Following yesterday’s New York Times report that claimed Facebook had given Apple, Microsoft, Samsung, BlackBerry and other tech companies ‘deep access’ to private user data, the iPhone-maker has come out with a forceful denial, with the company’s influential CEO, Tim Cook, telling NPR in an interview that, the company has never received, nor asked for any private data of Facebook users as part of any agreements between the two companies.
During the interview, which was conducted on the sidelines of the ongoing WWDC event in San Jose, California, Cook took on the NYT report head-on, saying that the company has never been in the data business. He also said that all allegations made in the report are ‘foreign’ to the company.
“The things mentioned in the Times article about relationship statuses and all these kinds of stuff, this is so foreign to us, and not data that we have ever received at all or requested — zero”
Cook, however, did not deny that there was a partnership between Apple and the beleaguered social media giant for integrating the latter’s services into iPhones, iPads, and other Apple gadgets. However, it had all to do with convenience and nothing to do with data-harvesting, he claimed.
“What we did was we integrated the ability to share in the operating system, make it simple to share a photo and that sort of thing. We weren’t in the data business. We’ve never been in the data business”

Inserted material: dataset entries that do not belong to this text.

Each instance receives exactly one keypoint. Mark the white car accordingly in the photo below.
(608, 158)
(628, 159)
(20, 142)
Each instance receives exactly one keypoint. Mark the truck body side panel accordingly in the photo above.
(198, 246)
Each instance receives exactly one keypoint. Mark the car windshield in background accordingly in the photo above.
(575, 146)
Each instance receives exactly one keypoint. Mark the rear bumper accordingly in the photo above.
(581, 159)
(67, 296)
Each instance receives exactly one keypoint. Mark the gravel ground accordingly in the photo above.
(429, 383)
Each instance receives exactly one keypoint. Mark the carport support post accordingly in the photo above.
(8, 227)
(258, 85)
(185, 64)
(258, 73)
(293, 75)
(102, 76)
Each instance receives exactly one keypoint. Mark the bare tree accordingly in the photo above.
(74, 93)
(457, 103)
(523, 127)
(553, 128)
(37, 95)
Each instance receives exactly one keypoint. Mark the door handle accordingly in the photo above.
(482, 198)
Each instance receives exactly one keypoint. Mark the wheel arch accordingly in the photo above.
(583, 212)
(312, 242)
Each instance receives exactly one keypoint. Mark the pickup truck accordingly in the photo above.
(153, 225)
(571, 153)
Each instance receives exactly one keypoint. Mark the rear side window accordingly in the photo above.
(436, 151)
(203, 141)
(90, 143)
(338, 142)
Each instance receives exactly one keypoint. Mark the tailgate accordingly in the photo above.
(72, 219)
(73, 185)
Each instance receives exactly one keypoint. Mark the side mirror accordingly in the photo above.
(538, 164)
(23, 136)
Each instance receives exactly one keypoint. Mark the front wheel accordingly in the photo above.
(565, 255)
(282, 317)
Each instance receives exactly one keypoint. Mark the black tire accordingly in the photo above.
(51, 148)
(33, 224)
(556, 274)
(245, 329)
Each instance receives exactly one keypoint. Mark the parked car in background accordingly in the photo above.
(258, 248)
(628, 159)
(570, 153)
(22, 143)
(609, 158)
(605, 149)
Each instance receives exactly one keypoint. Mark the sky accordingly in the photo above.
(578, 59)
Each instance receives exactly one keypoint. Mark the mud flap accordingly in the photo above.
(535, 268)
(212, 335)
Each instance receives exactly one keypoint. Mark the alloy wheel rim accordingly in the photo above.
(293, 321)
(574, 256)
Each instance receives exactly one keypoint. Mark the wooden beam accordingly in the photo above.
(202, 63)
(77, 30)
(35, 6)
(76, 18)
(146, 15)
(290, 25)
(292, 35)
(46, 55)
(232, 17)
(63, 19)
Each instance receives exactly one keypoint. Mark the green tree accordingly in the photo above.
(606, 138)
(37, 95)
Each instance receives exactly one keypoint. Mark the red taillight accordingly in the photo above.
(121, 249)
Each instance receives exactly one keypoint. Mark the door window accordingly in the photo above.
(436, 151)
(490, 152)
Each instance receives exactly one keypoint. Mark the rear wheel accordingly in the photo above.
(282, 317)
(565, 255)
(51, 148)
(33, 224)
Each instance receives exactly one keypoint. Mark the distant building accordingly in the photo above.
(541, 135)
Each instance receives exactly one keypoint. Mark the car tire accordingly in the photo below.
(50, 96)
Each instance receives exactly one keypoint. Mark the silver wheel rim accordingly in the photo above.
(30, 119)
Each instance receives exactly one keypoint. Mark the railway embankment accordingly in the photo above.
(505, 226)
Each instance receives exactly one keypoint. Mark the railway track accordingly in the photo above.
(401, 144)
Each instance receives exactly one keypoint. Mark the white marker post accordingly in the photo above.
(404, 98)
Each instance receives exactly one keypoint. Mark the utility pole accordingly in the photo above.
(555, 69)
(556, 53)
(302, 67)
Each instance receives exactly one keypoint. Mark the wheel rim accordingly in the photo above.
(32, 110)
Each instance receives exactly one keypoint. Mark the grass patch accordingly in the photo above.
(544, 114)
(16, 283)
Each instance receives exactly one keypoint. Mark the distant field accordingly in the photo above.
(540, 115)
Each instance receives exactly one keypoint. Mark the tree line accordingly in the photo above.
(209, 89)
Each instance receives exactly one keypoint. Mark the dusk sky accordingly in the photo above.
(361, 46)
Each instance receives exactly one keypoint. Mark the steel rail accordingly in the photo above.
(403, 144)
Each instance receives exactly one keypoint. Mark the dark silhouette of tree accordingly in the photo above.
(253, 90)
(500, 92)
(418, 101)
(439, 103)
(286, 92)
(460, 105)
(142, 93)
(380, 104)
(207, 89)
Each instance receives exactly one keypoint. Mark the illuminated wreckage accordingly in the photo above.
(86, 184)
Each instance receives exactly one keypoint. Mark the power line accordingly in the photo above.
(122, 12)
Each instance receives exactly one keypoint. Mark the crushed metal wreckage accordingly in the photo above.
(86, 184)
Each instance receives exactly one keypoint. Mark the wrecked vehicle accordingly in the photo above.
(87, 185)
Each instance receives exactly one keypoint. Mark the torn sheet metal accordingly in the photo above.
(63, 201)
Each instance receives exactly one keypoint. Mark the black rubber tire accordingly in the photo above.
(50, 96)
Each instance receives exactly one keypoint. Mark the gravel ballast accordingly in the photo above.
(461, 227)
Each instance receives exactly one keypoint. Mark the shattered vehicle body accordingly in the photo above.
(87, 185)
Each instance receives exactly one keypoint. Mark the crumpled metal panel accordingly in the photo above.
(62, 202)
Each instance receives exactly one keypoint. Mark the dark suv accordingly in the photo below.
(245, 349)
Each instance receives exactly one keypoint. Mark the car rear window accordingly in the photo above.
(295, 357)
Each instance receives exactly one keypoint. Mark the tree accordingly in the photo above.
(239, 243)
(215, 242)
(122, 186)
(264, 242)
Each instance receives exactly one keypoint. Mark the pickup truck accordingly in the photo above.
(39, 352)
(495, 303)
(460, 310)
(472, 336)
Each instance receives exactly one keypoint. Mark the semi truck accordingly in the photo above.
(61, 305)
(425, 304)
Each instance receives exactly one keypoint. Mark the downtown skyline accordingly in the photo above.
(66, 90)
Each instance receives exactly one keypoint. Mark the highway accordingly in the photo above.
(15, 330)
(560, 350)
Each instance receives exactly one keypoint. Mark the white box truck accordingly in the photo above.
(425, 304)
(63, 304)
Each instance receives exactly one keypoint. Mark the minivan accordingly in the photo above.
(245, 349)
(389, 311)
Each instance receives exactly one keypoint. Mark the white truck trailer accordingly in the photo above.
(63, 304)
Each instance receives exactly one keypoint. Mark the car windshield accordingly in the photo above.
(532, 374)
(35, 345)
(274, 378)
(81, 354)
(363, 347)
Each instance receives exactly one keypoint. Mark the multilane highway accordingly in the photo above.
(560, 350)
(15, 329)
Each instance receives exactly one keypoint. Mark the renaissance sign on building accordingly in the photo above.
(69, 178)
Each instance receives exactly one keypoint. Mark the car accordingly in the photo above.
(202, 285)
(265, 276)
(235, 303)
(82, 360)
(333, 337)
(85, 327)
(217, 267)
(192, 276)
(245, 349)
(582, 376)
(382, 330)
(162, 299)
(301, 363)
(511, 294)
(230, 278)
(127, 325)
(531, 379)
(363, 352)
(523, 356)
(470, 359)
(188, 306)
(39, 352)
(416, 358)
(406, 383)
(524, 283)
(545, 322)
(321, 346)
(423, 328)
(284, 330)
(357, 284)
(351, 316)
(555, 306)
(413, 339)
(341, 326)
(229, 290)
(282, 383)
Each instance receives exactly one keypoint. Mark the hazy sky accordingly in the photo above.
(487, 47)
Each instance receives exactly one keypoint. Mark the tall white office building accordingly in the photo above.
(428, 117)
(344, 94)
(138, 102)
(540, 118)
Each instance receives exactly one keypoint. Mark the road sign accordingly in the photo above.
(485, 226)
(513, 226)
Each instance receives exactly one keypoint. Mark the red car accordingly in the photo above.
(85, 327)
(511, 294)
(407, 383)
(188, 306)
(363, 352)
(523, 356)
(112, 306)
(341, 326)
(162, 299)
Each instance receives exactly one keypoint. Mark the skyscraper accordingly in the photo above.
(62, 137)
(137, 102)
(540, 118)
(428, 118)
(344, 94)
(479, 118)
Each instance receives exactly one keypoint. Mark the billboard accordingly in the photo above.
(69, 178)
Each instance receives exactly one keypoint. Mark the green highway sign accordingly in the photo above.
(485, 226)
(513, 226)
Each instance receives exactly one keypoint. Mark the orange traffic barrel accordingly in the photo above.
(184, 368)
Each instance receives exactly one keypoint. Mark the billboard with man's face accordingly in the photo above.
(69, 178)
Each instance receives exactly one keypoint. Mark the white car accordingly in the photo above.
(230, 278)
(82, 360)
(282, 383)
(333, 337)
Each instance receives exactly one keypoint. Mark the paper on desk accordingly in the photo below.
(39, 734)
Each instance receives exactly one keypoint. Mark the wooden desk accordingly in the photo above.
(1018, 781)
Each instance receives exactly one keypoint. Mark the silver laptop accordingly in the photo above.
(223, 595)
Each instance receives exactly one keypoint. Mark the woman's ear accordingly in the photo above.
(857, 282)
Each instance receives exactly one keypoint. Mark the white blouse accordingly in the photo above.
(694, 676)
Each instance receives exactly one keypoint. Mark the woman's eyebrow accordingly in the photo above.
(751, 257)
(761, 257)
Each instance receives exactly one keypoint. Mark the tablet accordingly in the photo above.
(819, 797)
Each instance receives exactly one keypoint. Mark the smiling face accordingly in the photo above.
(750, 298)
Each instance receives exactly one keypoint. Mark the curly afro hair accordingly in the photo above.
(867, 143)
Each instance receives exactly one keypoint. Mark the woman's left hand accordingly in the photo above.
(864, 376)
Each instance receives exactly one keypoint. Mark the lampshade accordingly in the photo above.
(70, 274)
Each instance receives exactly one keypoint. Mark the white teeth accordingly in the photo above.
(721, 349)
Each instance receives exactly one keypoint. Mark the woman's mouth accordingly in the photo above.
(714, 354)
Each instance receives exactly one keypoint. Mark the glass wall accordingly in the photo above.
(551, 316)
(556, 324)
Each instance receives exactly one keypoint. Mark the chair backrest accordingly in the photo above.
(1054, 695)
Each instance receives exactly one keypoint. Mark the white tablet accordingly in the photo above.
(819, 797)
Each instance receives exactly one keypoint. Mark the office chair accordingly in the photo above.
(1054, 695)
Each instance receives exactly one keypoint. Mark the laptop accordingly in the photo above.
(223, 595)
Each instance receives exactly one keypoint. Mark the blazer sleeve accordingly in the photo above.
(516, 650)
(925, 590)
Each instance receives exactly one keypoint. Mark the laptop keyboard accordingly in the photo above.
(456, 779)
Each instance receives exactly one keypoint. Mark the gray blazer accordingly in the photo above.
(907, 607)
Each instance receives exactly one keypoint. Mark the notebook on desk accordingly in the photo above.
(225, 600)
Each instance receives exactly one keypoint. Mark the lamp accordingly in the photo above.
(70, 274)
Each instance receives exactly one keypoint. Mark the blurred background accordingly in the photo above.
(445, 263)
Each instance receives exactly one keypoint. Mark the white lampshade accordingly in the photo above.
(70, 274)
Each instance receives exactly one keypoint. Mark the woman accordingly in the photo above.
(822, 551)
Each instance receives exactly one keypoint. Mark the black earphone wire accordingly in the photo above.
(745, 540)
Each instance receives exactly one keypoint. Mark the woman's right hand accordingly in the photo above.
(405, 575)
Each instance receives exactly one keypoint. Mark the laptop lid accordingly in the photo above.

Cook, who has often described privacy as a ‘fundamental human right’, reiterated that view in his interview with CNN on the same day. Talking about the increasing concerns about the data-mining activities of companies such as Facebook, Google and others, Cook said that true privacy can only be maintained when companies simplify their user-agreements by stripping them of all the legal jargon that makes it impossible for average users to know what they are signing up for.